Why Stefan Cooke is the menswear label to watch

A man wearing a beige jacket and blue hat on a catwalk

Founded by young London duo Stefan Cooke and Jake Burt, the brand’s radical reimagining of silhouettes sets them apart, says Alexander Fury

By Alexander Fury    All images: Stefan Cooke collection (Getty)    Wednesday 9 September, 2020    Short read

Silhouette is everything. That’s what’s compelling about what the young London designers Stefan Cooke and Jake Burt, partners designing under the name of the former, can lay claim to.  Because, especially in menswear, silhouettes change slowly, often reflecting radical shifts that originate in fashion and come to affect the wider sphere of style.
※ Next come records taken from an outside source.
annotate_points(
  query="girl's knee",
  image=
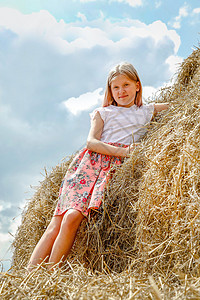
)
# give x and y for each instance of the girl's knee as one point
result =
(72, 219)
(53, 227)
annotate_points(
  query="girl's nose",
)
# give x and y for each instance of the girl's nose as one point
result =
(121, 90)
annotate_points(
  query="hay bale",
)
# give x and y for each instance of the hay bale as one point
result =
(148, 227)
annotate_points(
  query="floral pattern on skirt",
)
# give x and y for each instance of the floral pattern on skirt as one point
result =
(83, 185)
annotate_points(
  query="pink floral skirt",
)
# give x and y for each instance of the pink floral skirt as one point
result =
(83, 185)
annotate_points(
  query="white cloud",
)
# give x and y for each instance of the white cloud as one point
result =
(82, 17)
(86, 1)
(45, 61)
(84, 102)
(132, 3)
(183, 12)
(158, 4)
(196, 10)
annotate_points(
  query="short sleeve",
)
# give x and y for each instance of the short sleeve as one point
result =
(100, 110)
(149, 110)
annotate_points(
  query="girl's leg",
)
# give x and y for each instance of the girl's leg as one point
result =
(45, 244)
(66, 236)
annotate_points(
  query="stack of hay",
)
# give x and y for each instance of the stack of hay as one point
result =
(146, 239)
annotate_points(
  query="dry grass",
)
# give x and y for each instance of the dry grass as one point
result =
(145, 241)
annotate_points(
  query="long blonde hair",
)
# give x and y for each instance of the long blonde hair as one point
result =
(129, 71)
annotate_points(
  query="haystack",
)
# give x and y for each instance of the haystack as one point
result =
(145, 240)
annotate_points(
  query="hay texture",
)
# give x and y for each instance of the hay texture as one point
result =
(144, 243)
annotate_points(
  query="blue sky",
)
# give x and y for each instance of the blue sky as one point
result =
(54, 60)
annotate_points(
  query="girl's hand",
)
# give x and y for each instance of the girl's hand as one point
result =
(131, 148)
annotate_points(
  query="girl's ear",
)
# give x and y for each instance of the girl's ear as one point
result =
(137, 86)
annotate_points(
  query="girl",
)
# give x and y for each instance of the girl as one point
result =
(115, 128)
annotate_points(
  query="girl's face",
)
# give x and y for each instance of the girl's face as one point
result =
(124, 90)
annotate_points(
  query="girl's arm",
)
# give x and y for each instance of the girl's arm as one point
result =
(94, 143)
(159, 107)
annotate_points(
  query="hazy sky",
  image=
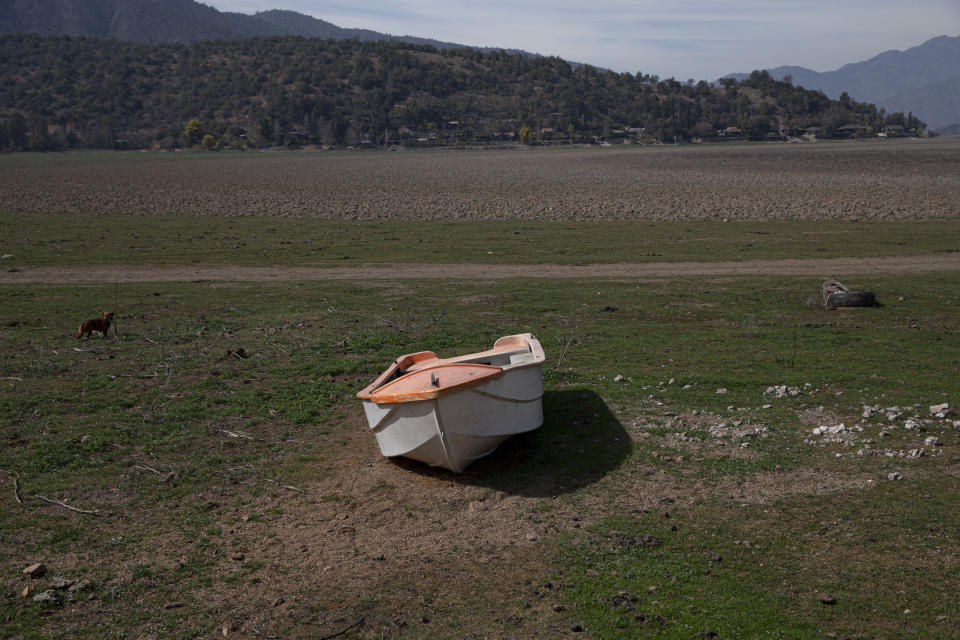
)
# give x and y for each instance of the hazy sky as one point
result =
(699, 39)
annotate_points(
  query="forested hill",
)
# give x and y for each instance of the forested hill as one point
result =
(62, 91)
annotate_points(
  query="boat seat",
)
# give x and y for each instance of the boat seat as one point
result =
(494, 357)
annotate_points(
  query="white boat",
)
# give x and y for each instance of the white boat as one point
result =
(448, 412)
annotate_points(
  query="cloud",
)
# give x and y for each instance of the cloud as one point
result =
(681, 38)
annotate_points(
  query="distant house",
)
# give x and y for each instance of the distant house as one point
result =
(852, 131)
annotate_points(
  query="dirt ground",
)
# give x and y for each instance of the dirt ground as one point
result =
(181, 273)
(892, 180)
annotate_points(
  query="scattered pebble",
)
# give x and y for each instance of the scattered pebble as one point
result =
(59, 582)
(940, 410)
(52, 596)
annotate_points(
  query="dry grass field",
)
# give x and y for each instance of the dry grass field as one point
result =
(837, 181)
(719, 457)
In the 1980s, for instance, the relaxed, deconstructed tailoring of Giorgio Armani shifted the way a generation of men looked; 20 years later, Hedi Slimane slim-lined suits during his tenure at Dior, and then Thom Browne tugged them tight, abbreviating the ankle and wrist. Today, the influence is sports and workwear-influenced, eased, wide-cut, born from the styles proposed by Kim Jones, Virgil Abloh of Louis Vuitton and Craig Green (that is to say, a broad trouser leg and square-cut jacket). While it may be hyperbolic to say that Cooke and Burt – 30 and 31 respectively – could have the same influence, their work is already causing a shift, rather than reflecting it.
A man walking down a catwalk in a white striped suit
Detail shot of a man on a catwalk
The big silhouette story with Cooke and Burt’s work is simple. It’s tight – skin-tight – a riposte to that influential, easier silhouette of later. When it comes to the output of fashion colleges, the inspiration to be felt has been of Craig Green, whose designs are reminiscent of utilitarian attire, martial arts clothing and ceremonial garb. When it came to his own graduation from Central Saint Martins’ esteemed MA course, the impact Cooke’s clothes made came from his pursuit of an opposite but apposite aesthetic. He used miles of elastic, hand-woven to create tactile, irregular surfaces ultimately stitched into narrow, girdle-taut silhouettes. The elastic was printed with photographic details of garments, inside and out, in a complex mapping of imagery that resulted in endearingly mundane results – a trench coat with chequered interior, a biker jacket with trompe l’oeil zips. Each piece of elastic had to be printed four times. The result was an odd, unseen halfway point between Marcel Duchamp and Hervé Léger.
A man on catwalk in a white jacket
Detail shot of a handbag on a catwalk
Graduating in February 2017, Cooke was joint recipient of the highly coveted L’Oréal Professional Creative Award. In December of the same year, he received the H&M Design Award for 2018, worth €50,000 (full disclosure: I was a member of that jury). And, even then, his clothes attracted more mainstream attention: that spring, he collaborated with the French brand Faith Connexion to spin off a few attention-grabbing pieces from his graduation show into a commercial reality of heavy-duty Lycra jeans cleverly constructed in horizontal bands. A few months later, he and Burt presented their first show as part of London talent incubator Fashion East. Since last June, they’ve been flying solo.

Stefan Cooke is interesting because it’s the full package: silhouette, sure, but also innovative visuals, inventive construction and conceptual nous. Taking a leaf from Martin Margiela, the clothes fetishise normality, using basic garments – a trench, a pair of jeans, a granny handbag, an argyle sweater – as the basis for extreme pieces. Those argyle knits are made from plastic plates, or scissored open; the granny handbags come encased in plastic, and the stretched silhouettes distort everything else. Cooke and Burt’s clothes manage somehow to be extraordinary and ordinary, avant-garde yet anchored in reality. They’re special.